The plaintiffs in Louisiana’s lawsuit over same-sex marriage are hoping to leapfrog the 5th U.S. Circuit Court of Appeals, where the case is scheduled to be heard in January, and go directly to the U.S. Supreme Court.

The Forum for Equality Louisiana and other parties trying to overturn Louisiana’s ban on same-sex marriage filed a request with the high court on Thursday. They’re asking that their lawsuit be taken up with a group of cases recently decided by the 6th U.S. Circuit Court of Appeals in Cincinnati.

In that case, the 6th Circuit upheld same-sex marriage bans in Kentucky, Michigan, Ohio and Tennessee. The decision is widely expected to trigger a Supreme Court review in the coming months because it directly contradicts rulings from four other federal appeals courts that have struck down bans in other states as unconstitutional.

Chris Otten, the Forum for Equality’s chairman-elect, acknowledged that petitions to skip over federal appeals courts are rarely granted, perhaps once in a decade.

But he insisted that Louisiana’s case meets the court’s criteria, arguing that irreparable harm would follow from any delay in resolving the case and that U.S. District Judge Martin Feldman’s ruling in favor of Louisiana’s ban is out of step with a growing consensus among federal judges.

“This is the kind of case this rule was designed for,” Otten said.

From a practical standpoint, the Louisiana case would also offer the Supreme Court a relatively straightforward way of dealing with the two major issues involved. Most lawsuits pending in federal courts deal with one of two questions: whether same-sex couples can obtain a marriage license in a particular state, or whether same-sex couples married in states where such unions are legal can have those marriages recognized in states that maintain a ban.

The Louisiana case, which includes seven couples, encompasses both questions. And Feldman’s ruling dealt with each of them, finding that Louisiana is within its rights to define marriage as the state’s voters see fit.

In doing so, Feldman became the first federal judge to rule against gay marriage proponents since last year’s Supreme Court decision in U.S. v. Windsor. That decision struck down a portion of the federal Defense of Marriage Act that blocked married same-sex couples from receiving the same federal benefits that traditional couples do.

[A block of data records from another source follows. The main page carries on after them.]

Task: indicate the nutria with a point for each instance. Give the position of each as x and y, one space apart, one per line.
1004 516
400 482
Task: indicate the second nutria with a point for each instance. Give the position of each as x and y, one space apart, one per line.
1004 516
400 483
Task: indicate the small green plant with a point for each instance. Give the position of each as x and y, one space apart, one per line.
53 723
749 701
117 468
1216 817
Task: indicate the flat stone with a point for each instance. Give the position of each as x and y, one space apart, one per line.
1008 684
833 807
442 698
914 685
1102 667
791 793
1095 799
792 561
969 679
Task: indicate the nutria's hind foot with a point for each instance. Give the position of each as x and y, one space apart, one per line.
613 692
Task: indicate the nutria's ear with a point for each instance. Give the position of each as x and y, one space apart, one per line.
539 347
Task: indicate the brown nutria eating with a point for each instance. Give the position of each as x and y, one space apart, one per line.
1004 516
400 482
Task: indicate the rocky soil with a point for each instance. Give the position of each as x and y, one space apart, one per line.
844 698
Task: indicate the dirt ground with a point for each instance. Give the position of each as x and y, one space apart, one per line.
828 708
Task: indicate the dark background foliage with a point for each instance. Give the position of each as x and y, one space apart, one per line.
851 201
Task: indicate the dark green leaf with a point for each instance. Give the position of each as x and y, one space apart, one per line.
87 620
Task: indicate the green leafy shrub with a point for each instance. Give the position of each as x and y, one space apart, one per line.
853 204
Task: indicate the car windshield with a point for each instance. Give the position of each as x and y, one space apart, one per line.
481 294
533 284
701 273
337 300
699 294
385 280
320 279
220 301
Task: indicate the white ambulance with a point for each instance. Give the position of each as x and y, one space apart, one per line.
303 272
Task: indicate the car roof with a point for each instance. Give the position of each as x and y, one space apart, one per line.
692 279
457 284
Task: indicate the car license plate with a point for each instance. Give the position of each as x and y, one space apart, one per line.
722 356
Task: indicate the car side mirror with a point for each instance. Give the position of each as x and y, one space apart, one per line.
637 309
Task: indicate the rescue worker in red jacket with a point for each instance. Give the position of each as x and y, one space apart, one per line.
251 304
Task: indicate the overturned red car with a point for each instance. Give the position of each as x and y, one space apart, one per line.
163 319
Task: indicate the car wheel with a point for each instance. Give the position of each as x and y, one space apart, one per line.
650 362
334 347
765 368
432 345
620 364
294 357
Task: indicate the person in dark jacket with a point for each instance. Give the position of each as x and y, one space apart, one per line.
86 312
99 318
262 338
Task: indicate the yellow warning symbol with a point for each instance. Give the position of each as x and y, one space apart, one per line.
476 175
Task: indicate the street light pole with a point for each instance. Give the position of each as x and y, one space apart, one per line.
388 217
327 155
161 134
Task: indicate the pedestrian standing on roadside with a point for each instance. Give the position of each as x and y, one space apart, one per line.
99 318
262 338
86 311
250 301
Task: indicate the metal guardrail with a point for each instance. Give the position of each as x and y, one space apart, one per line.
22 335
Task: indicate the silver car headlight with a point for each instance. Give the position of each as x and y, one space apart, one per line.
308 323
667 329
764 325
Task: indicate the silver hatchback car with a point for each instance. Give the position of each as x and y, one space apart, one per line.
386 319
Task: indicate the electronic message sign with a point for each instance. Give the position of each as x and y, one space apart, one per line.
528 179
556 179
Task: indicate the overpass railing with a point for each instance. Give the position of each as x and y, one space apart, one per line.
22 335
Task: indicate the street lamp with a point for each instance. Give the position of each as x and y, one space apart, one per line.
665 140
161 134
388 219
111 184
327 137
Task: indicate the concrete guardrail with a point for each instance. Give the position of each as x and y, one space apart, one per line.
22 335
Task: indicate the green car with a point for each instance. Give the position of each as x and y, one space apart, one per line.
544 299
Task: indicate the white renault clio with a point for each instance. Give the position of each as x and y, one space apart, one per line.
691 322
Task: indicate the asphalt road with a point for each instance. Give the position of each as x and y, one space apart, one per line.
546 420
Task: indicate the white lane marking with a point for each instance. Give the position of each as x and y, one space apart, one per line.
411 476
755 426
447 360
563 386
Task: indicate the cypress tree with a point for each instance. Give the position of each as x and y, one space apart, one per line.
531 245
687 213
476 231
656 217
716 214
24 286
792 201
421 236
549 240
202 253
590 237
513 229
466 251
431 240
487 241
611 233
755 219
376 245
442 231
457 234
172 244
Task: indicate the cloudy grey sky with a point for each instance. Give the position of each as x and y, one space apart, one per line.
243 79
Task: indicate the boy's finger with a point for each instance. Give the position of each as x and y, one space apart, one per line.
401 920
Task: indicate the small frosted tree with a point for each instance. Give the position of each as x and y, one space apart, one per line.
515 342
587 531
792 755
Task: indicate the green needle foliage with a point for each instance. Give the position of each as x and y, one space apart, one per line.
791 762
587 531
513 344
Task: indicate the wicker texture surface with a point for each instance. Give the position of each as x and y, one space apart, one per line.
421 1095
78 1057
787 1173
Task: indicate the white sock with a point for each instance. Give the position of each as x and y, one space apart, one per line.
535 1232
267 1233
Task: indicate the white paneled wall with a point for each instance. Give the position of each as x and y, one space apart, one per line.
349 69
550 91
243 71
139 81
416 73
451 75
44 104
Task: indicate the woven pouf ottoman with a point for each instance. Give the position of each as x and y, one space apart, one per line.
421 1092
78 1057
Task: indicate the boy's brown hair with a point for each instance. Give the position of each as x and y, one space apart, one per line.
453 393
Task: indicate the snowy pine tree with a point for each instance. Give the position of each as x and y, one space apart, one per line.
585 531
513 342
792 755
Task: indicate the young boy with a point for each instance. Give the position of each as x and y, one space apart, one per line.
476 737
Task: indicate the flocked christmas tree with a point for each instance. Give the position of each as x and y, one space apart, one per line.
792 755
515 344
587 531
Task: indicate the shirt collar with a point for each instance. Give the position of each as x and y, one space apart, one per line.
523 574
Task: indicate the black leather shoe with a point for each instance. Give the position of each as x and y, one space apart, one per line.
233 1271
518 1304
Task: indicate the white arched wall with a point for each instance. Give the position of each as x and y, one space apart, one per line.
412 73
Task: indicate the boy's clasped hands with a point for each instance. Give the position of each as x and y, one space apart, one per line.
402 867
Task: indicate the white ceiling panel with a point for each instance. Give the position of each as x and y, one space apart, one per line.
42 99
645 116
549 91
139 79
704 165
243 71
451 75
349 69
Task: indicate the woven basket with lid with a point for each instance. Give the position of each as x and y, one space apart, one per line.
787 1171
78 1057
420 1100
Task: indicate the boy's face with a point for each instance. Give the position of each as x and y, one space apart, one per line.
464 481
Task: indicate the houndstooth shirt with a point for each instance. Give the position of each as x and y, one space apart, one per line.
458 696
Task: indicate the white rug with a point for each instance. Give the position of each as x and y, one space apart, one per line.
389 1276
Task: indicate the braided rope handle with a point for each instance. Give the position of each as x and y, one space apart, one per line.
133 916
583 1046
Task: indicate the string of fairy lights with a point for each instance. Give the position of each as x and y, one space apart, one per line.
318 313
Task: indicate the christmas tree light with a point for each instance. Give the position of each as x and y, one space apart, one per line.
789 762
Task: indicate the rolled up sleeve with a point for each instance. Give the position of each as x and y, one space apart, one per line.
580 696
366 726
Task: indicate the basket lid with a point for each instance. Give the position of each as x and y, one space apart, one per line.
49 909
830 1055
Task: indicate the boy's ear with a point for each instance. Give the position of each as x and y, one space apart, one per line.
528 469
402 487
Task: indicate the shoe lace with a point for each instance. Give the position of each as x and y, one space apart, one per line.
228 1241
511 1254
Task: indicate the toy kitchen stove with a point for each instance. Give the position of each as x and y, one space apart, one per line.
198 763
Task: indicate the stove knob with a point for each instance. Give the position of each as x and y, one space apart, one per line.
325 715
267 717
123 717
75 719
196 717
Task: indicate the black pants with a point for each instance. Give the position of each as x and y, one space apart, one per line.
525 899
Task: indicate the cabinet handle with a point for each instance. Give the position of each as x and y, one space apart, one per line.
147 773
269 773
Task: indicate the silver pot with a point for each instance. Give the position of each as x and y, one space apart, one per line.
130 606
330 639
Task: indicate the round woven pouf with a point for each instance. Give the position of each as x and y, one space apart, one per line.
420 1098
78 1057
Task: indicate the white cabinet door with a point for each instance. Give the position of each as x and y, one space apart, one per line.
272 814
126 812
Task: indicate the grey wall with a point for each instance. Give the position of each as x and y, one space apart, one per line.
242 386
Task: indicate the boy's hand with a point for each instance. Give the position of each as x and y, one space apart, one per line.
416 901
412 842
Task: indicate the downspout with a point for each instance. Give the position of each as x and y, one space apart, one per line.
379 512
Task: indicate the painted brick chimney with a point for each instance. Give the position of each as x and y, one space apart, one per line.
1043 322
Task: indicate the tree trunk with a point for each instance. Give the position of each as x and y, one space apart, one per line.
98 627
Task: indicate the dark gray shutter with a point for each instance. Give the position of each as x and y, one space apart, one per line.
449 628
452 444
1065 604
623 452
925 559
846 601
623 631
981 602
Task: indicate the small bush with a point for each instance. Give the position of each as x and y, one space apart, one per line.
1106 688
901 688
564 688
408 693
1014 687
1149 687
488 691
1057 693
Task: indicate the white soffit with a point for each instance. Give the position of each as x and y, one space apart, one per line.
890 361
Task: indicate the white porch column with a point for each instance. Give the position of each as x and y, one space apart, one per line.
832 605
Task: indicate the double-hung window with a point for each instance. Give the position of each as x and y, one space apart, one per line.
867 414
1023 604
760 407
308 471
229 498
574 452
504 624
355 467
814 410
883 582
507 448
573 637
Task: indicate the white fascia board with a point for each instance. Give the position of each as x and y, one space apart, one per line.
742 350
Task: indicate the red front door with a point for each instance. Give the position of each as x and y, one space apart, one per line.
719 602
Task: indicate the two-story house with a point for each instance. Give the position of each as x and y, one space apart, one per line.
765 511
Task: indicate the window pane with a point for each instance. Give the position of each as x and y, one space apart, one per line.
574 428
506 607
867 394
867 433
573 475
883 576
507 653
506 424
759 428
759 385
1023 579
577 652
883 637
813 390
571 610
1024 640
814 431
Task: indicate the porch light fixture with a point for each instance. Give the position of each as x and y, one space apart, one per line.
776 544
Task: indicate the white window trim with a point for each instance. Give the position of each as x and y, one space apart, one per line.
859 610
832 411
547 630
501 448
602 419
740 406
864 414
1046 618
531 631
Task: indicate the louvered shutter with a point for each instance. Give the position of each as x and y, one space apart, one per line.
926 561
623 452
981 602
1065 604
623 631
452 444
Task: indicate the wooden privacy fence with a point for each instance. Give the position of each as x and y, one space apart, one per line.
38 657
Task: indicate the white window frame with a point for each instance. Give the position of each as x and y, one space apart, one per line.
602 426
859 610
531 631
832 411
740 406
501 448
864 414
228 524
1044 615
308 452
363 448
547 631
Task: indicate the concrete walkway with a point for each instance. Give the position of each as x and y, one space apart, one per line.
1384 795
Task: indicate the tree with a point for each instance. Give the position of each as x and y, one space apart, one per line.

In the dozens of lawsuits that have been filed since Windsor, almost all federal judges have ruled that singling out same-sex couples for disparate treatment amounts to a violation of their constitutional right to equal protection under the law.

Feldman, along with a pair of judges on the 6th Circuit bench, interpreted the Windsor decision differently, seeing Justice Anthony Kennedy’s majority opinion as upholding the idea that a state’s voters — rather than the federal government or the courts — should decide the issue of gay marriage for themselves.

The Forum for Equality and Lambda Legal, a national advocacy group that has joined the case, assailed that reasoning in asking the Supreme Court to take up their lawsuit, calling it a “time-warped reading of the Constitution.”

“We have seen a blizzard of well-reasoned rulings in recent months holding similarly discriminatory bans unconstitutional,” said Kenneth Upton, Lambda’s senior legal counsel.

Kyle Duncan, the lawyer hired by Attorney General Buddy Caldwell to defend Louisiana’s ban, declined to say exactly how the state will respond to the plaintiffs’ request. But he added, “Our view is that whichever court wants to take up this issue, great.”

Feldman’s ruling came as an important first, snapping an unbroken string of victories for same-sex marriage proponents. But it has been mainly a guessing game as to whether Louisiana’s case would make it to the high court or be overtaken by cases elsewhere.

The Supreme Court surprised many observers last month by simply letting stand decisions from three federal appeals courts that had struck down same-sex marriage bans in five different states.

The court’s decision to pass on those rulings temporarily put the 5th Circuit in the spotlight, because it could have been the first federal appeals court to uphold a ban and cause a split that would force the Supreme Court’s hand.

Then earlier this month, the 6th Circuit decision came down and put cases from Kentucky, Michigan, Ohio and Tennessee in line to play the decisive role.